I've heard of one caught out of there, but never seen one in real life so... I couldn't tell ya if there's a difference or not. Never seen one.


----------



## Burks (Jun 22, 2011)

We had another good night.

I landed a 44", 22lb slender muskie. He hit my Fire Tiger jerkbait like a freight train. I'm also loving my larger spinning rod/reel combo from Dicks ($45 Daiwa combo on sale for $20) with 65lb braided line. The braided line is a bit "different" to fish with, but I'm getting used to it. I have more confidence in moving the fish around to land it, where before with my light action rod/reel it was more of "hoping" they didn't do something goofy.

We had multiple fish on but they threw the hook, one of which hit the bait so hard he came completely out of the water (we estimate a low 40's). Another which hit the bait and immediately broke the line (that'll teach people to not use a heavy leader!). 

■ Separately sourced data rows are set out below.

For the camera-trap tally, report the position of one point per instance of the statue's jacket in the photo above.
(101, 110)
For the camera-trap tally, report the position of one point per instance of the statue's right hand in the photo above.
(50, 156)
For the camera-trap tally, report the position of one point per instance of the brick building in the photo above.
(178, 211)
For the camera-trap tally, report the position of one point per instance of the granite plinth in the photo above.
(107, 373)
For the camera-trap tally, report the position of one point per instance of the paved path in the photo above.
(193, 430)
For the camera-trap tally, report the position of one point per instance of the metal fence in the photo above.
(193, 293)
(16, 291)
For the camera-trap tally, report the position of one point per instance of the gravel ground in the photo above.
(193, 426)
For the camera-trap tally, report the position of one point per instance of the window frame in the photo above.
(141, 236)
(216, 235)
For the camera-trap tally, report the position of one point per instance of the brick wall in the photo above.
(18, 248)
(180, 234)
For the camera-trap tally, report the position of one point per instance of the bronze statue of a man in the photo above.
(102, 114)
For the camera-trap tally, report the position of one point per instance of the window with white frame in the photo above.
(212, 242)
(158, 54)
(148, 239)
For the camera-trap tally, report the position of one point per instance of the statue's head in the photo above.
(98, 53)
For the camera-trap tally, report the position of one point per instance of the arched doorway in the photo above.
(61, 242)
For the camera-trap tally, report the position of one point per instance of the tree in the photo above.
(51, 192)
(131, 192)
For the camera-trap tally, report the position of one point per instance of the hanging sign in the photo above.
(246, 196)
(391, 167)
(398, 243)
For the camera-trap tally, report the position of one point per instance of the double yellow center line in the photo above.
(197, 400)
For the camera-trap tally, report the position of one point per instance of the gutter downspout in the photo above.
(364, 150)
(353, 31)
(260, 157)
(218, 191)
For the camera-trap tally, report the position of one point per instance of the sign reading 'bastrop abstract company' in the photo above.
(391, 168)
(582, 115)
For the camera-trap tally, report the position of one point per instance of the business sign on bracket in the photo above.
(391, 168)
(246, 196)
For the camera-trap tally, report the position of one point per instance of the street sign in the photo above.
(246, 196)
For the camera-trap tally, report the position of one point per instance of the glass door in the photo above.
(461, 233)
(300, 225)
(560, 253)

I can't wait until next year when we have a boat to hit the open water of Clear Fork.......and a new assortment of homemade lures.


----------



## Michael Parsons (Jul 8, 2011)

Yeah. Never used braided line... But i heard it's good. Heavier line is probably a better choice for muskie anyways because they fight so hard. Even a small muskie (about 10" to 15") could easily break line that's around 20 to 30 pound test. They're good fighters from what i hear. And... If you get the boat, Good luck! Hope you catch some bigger ones than the 44" you had mentioned!


----------



## Excal (Jul 3, 2011)

Are you allowed to night fish at Clearfork from the shore?I thought I seen a sign where it said no one after dark or something like that.I really want to try it if I can....
Hopefully someone can answer this quick cause I was gonna go at 7 tonight and fish till 11 if it is legal to do so.


----------



## Burks (Jun 22, 2011)

I *think* the picnic areas you cannot. There are a lot of spots that you can just park on the side of the road and walk to a fishing spot. We've had the warden come out a few times and just chit chat with us, so I'm just assuming it's the picnic areas.


----------



## mossboss (Aug 3, 2005)

Whats the boat traffic like on a weekend? Crazy like alum or a little more laid back?


----------



## Michael Parsons (Jul 8, 2011)

I don't fish at Clearfork a lot but usually it's pretty moderate. It's not loaded but there's always boats out.


----------



## Michael Parsons (Jul 8, 2011)

Yeah. Picnic Areas lock up at around 7 or 8.


----------



## Excal (Jul 3, 2011)

Ya you are right.Closed at dark,only the picnic areas.
We didn't catch squat the other day there...Well we did catch weeds alot.
It seemed they were everywhere we casted.Even the weedless lures had a really rough time.


----------



## JamesT (Jul 22, 2005)

Very impressive on those shore muskie! Good luck finding some more.


----------